Ist das schon Depression – oder „nur“ eine schwere Phase?

Eine Ferndiagnose per Internet ist nicht seriös. Als Orientierung gilt: Wenn mehrere Symptome über mindestens zwei Wochen anhalten, deutlich belasten oder der Alltag nur noch funktioniert, ist eine fachliche Abklärung sinnvoll. Unabhängig vom Etikett gilt: Wenn Sie leiden, lohnt sich Unterstützung.

Depression, Burnout oder Trauer – worin liegt der Unterschied?

Die Grenzen sind nicht immer scharf. Trauer hat meist einen klaren Anlass (Verlust) und verläuft in Wellen; Burnout ist häufig stark arbeitsbezogen und mit Dauerstress verbunden. Depression wirkt oft breiter (auch außerhalb der Arbeit) und kann mit Hoffnungslosigkeit, Rückzug und Selbstabwertung einhergehen. Im Gespräch lässt sich das meist gut einordnen.

Wie lange dauert Psychotherapie bei Depression typischerweise?

Das hängt von Schweregrad, Stabilität, Kontext und Zielen ab. Manche Menschen spüren nach einigen Sitzungen erste Entlastung, bei anderen ist es ein längerer Prozess. Im Erstgespräch klären wir gemeinsam einen realistischen Rahmen.

Wie oft finden Sitzungen statt?

Zu Beginn sind wöchentliche oder zweiwöchentliche Sitzungen üblich. Die Frequenz passt sich an Belastung, Alltag und Stabilität an.

Was, wenn ich kaum sprechen kann oder mich schäme?

Das ist häufig so – und kein Hindernis. Sie müssen nichts „richtig“ erzählen. Wir starten bei dem, was Sie merken (Druck, Leere, Grübeln, Rückzug) und schaffen Struktur, wenn Worte fehlen.

Online oder vor Ort – was ist sinnvoll?

Für viele Anliegen funktioniert Online sehr gut. Wenn wir merken, dass Präsenz hilfreicher wäre (z. B. bei sehr hoher Instabilität), sprechen wir das offen an und passen das Setting an.

Kostenzuschuss: Was brauche ich dafür?

Ein Kostenzuschuss ist bei Psychotherapie unter bestimmten Voraussetzungen möglich (u. a. mit ärztlicher Bestätigung bei krankheitswertiger Störung). Details und aktuelle Beträge finden Sie unter Ablauf & Kosten.

Muss ich Antidepressiva nehmen, damit Therapie wirkt?
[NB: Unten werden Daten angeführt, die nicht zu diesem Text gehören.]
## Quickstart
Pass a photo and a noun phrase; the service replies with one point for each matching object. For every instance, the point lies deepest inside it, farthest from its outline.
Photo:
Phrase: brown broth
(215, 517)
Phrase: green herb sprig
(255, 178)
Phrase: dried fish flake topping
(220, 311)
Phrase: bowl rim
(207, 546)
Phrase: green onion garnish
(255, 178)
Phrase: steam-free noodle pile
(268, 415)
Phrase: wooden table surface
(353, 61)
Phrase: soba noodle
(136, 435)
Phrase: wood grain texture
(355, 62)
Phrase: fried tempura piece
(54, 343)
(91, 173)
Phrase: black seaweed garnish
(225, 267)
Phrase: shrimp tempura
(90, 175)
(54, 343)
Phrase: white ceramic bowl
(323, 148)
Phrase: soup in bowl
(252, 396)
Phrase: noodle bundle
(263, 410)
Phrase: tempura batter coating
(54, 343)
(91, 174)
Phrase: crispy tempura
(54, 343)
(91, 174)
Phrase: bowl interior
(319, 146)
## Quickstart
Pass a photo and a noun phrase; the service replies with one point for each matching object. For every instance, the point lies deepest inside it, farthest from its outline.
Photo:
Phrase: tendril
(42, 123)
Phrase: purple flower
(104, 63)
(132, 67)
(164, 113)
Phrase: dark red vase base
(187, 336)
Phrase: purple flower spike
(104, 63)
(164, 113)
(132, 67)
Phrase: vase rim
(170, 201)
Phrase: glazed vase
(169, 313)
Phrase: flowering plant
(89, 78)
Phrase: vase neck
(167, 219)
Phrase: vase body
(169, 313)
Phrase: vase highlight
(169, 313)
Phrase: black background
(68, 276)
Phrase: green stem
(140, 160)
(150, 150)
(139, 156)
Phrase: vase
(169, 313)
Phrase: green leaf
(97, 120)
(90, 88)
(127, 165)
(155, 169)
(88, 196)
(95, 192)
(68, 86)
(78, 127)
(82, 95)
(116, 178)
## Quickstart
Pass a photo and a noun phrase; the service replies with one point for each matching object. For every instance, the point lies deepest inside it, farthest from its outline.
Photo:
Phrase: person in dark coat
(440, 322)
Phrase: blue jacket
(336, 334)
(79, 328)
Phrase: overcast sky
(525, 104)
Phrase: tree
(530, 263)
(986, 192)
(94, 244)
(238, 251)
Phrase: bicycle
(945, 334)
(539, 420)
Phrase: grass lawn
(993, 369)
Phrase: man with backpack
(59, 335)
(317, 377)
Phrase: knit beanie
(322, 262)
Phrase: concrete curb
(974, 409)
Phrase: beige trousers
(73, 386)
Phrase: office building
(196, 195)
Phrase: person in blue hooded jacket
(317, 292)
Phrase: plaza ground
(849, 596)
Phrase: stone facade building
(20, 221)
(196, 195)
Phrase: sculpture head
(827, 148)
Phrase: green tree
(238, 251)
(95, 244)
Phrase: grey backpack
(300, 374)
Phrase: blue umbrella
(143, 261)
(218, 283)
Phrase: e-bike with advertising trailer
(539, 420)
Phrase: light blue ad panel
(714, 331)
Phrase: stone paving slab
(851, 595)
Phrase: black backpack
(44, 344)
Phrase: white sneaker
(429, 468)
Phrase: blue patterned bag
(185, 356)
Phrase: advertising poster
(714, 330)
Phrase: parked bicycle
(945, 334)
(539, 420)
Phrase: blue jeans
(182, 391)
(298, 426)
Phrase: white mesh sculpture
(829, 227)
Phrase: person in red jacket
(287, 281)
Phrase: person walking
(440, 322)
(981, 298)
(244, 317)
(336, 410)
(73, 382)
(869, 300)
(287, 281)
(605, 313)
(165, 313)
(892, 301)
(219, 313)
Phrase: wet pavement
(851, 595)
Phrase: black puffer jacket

Nein. Psychotherapie kann auch ohne Medikamente wirksam sein. Bei mittelgradigen bis schweren Depressionen kann eine ärztliche Abklärung sinnvoll sein; Psychotherapie und Medikamente können sich ergänzen. Die Entscheidung treffen Sie gemeinsam mit Ärztin/Arzt und unter Berücksichtigung Ihrer Situation.

Muss ich eine „schwere Kindheit“ gehabt haben, damit Therapie hilft?

Nein. Entscheidend ist, was Sie heute belastet und was die Schwere aufrechterhält. Biografische Themen können eine Rolle spielen, müssen es aber nicht. Wir richten den Fokus auf das, was für Sie wirksam ist.

Was können Angehörige tun?

Zuhören ohne Druck, konkrete kleine Unterstützung anbieten (z. B. Begleitung zu Terminen), und Hilfe ermutigen. Wenn Suizidgedanken im Raum stehen: nicht allein lassen und sofort Unterstützung holen (siehe Krisen-Box oben).